RNA

RNAはDNAと同じ核酸で、ヌクレオチドと呼ばれるリン酸・塩基・糖から成る基本構造を持ち、ヌクレオチドが連なった構造（ポリヌクレオチド）をとります。RNAは、転写により一部のDNA配列を鋳型として合成されます。DNAとRNAの違いは３つあります。まず、一本鎖のポリヌクレオチドであることです。二番目は、糖の種類です。RNAの糖（リボース）は、酸素分子がDNAの糖（デオキシリボース）より一つ多いことです。三番目は塩基の種類です。DNAの塩基はA、T、G、Cですが、RNAはTのかわりにUになります。

RNAは、翻訳されるかどうかで大きく2種類に分けられます。翻訳を受けるRNAからは、タンパク質が合成されます。DNAからタンパク質をコードする配列をコピーして、タンパク質合成を担うリボソームまでDNAの遺伝情報を運ぶ役目を持つメッセンジャーRNA（mRNA）がこれに相当します。
一方、タンパク質をコードしない配列を持ち、翻訳を受けないRNAを総称してノンコーディングRNA（non-coding RNA; ncRNA)と呼びます。従来から知られているリボソームRNA（rRNA）やトランスファーRNA（tRNA）もncRNAに分類されます。RNA interference（RNAi）経路において機能的に重要な役割を担っているsmall ncRNA（miRNA、siRNA、piRNA）や、核内機能ドメイン構築への関与が多数報告されている長鎖のmRNA型ncRNAなどが注目を集めています。

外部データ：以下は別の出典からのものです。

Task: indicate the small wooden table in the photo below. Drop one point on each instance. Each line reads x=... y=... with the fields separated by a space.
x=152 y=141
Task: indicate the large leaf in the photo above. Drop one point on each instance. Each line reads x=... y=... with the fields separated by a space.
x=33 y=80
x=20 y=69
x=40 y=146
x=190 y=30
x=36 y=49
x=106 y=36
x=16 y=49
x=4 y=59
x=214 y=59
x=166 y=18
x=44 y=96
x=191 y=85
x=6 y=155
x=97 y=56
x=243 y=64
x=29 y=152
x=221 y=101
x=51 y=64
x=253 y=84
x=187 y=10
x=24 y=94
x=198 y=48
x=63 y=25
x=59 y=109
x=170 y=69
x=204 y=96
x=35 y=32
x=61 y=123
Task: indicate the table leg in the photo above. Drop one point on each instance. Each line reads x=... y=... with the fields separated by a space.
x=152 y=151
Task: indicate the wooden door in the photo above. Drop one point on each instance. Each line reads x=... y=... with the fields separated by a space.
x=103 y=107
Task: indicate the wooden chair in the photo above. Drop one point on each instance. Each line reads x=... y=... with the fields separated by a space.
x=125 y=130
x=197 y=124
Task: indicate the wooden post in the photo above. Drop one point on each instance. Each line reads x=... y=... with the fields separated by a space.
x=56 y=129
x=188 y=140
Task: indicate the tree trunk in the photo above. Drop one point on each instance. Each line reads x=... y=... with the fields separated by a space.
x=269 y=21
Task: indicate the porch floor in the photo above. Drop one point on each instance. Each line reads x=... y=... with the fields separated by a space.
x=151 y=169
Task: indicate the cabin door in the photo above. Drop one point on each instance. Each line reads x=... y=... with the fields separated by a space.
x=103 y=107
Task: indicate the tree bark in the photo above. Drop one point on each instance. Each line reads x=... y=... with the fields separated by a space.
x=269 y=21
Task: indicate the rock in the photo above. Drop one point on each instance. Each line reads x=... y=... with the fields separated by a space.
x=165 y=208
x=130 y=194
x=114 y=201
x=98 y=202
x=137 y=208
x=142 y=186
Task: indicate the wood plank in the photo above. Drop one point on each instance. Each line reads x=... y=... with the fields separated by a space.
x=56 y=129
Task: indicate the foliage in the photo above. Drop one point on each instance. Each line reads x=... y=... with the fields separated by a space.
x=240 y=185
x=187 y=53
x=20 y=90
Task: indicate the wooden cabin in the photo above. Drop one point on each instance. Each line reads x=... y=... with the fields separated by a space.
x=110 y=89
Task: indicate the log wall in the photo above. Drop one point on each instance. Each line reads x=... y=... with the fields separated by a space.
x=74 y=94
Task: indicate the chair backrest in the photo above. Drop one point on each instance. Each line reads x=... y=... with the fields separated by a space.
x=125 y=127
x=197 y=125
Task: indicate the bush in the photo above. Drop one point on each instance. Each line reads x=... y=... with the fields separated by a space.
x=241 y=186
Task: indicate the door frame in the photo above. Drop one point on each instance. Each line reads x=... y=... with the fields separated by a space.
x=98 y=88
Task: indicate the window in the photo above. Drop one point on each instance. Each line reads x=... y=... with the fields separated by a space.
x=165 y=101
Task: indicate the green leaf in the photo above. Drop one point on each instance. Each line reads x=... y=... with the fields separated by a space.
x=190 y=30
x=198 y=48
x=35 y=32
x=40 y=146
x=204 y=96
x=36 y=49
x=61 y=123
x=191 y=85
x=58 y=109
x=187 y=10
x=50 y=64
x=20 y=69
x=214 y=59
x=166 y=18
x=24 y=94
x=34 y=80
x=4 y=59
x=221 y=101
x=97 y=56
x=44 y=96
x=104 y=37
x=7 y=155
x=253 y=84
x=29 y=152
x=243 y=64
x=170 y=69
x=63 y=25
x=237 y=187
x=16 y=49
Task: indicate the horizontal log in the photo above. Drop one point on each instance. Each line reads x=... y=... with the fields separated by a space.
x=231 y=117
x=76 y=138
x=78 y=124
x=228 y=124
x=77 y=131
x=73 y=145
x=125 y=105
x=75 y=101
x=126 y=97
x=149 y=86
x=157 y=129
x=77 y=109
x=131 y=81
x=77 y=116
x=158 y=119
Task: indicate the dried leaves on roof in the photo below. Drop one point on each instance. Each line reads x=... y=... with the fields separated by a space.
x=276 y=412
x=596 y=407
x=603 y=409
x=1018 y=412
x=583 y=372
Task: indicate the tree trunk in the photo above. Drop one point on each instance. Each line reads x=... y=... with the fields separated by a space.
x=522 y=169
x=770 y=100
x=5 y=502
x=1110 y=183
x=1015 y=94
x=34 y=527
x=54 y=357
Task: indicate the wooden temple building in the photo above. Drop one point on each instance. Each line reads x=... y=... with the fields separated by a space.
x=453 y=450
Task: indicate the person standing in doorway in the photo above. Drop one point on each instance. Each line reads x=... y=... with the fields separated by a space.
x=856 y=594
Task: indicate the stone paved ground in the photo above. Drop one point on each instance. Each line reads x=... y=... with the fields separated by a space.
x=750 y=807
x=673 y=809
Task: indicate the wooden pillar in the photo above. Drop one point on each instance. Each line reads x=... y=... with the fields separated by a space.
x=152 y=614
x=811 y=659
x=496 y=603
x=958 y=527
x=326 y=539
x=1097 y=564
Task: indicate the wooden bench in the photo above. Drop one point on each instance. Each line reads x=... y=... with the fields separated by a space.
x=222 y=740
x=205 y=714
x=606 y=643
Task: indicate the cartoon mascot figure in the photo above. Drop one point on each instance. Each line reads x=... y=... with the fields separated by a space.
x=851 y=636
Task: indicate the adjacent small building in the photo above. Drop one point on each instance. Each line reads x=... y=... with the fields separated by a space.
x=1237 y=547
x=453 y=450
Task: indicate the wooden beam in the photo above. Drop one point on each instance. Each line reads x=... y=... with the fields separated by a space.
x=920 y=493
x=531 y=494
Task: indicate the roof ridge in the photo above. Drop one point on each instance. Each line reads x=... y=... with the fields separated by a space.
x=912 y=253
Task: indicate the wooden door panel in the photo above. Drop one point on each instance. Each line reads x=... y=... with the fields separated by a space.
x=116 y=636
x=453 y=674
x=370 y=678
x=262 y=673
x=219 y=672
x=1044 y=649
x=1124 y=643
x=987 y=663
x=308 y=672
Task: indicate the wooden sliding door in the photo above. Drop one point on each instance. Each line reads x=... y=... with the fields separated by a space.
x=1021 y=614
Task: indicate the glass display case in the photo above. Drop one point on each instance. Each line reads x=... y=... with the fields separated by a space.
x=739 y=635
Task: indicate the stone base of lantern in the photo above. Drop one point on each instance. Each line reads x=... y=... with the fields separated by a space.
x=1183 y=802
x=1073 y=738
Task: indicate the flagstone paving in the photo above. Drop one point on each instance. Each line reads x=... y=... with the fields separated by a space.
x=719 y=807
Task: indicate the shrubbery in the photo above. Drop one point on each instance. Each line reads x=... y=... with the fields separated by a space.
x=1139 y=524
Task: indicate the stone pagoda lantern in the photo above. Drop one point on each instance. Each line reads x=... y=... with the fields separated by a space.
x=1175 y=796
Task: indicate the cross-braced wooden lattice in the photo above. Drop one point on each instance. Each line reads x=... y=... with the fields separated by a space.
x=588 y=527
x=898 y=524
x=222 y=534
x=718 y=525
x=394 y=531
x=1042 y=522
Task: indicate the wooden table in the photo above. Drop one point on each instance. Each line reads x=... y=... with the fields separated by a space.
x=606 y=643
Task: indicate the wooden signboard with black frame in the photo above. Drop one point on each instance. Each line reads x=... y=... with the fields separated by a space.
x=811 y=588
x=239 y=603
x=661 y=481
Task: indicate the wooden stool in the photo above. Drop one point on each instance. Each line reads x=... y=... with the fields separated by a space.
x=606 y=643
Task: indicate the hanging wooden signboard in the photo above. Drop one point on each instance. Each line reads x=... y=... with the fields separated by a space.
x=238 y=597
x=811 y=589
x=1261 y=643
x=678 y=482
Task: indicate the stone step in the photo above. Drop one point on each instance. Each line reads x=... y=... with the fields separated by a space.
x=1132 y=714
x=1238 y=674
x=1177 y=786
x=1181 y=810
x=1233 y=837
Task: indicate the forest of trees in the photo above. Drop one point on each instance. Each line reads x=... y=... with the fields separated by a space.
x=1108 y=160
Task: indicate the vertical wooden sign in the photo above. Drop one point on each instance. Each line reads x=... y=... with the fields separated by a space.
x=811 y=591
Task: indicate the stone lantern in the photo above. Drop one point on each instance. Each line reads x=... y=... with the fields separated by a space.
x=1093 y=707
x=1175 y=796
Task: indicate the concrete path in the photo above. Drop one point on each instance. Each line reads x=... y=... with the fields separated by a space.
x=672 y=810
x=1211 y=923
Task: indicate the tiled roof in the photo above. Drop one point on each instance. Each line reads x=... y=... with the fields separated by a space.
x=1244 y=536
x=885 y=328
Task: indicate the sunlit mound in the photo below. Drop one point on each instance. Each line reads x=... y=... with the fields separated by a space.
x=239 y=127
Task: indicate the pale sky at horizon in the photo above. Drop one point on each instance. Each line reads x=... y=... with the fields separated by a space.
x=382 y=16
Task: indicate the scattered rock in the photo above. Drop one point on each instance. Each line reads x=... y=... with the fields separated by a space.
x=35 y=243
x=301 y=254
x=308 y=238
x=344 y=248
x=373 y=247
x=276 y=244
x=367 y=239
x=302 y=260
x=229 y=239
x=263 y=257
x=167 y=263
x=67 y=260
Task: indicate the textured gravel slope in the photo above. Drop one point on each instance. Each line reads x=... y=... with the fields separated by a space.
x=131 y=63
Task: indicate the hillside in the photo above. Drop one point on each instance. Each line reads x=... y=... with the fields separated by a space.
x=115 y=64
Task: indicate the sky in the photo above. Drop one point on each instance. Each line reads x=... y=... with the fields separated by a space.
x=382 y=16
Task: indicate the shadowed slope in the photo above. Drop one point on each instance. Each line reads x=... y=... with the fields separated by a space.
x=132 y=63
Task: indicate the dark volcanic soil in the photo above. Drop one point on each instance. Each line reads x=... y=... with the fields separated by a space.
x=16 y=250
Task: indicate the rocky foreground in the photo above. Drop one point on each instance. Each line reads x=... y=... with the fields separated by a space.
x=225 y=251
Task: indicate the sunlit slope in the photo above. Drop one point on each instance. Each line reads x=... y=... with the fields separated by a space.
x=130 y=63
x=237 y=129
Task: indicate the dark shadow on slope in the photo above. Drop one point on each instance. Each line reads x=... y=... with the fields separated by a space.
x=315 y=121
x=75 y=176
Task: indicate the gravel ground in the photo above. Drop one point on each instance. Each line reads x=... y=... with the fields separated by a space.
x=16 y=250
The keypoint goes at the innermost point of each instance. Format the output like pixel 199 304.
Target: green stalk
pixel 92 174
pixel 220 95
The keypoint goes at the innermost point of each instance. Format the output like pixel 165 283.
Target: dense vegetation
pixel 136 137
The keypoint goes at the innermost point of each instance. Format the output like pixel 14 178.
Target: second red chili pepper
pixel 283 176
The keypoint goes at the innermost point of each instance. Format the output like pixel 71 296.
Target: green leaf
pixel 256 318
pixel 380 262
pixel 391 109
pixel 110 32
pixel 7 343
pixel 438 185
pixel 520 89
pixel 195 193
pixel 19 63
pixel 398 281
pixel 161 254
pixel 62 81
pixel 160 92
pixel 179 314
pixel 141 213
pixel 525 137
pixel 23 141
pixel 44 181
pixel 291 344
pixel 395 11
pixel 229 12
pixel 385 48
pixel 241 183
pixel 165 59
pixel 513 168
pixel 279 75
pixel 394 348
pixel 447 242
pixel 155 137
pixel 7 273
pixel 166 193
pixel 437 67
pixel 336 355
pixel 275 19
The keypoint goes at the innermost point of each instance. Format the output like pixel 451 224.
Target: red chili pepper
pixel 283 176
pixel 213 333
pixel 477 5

リボソームRNA （rRNA)は、翻訳装置として働くリボソームの構成因子です。リボソームは大小二つのサブユニットから成る巨大なRNA-タンパク質複合体です。rRNAは、触媒作用を持ち、翻訳時にアミノ酸が一つずつ結合していく際のペプチド結合の形成に関わることが知られています。
ゲノムにはrRNA遺伝子が多数存在します。rRNAはタンパク質を合成するリボソームに大量に含まれるので、ゲノム上にrRNAの領域が1つしかなかったら、最大速度で転写をしてもリボソームが不足するからです。細胞質には通常、数百万個のリボソームがあります。rRNAは一つながりの前駆体として転写され、真核生物では18S rRNA、5.8S rRNA、28S rRNA、5S rRNAという4種類に切断されます。その後200ヵ所以上の場所で修飾を受けますが、それにはsnoRNA（small nucleolar RNA）という小さなRNAが働いていると考えられています。このrRNAに多くのタンパク質が結合してリボソームという顆粒が形成されます。真核生物の80Sのリボソームは40Sの小サブユニット（18S rRNAと約30種類のタンパク質）と60Sの大サブユニット（5S rRNA、28S rRNA、5.8S rRNA と約50 種類のタンパク質）からできており、核の中の核小体という部分で作られます。核外に出て行った後、小胞体表面に結合して粗面小胞体を形成するものと、細胞質に残るものがあります。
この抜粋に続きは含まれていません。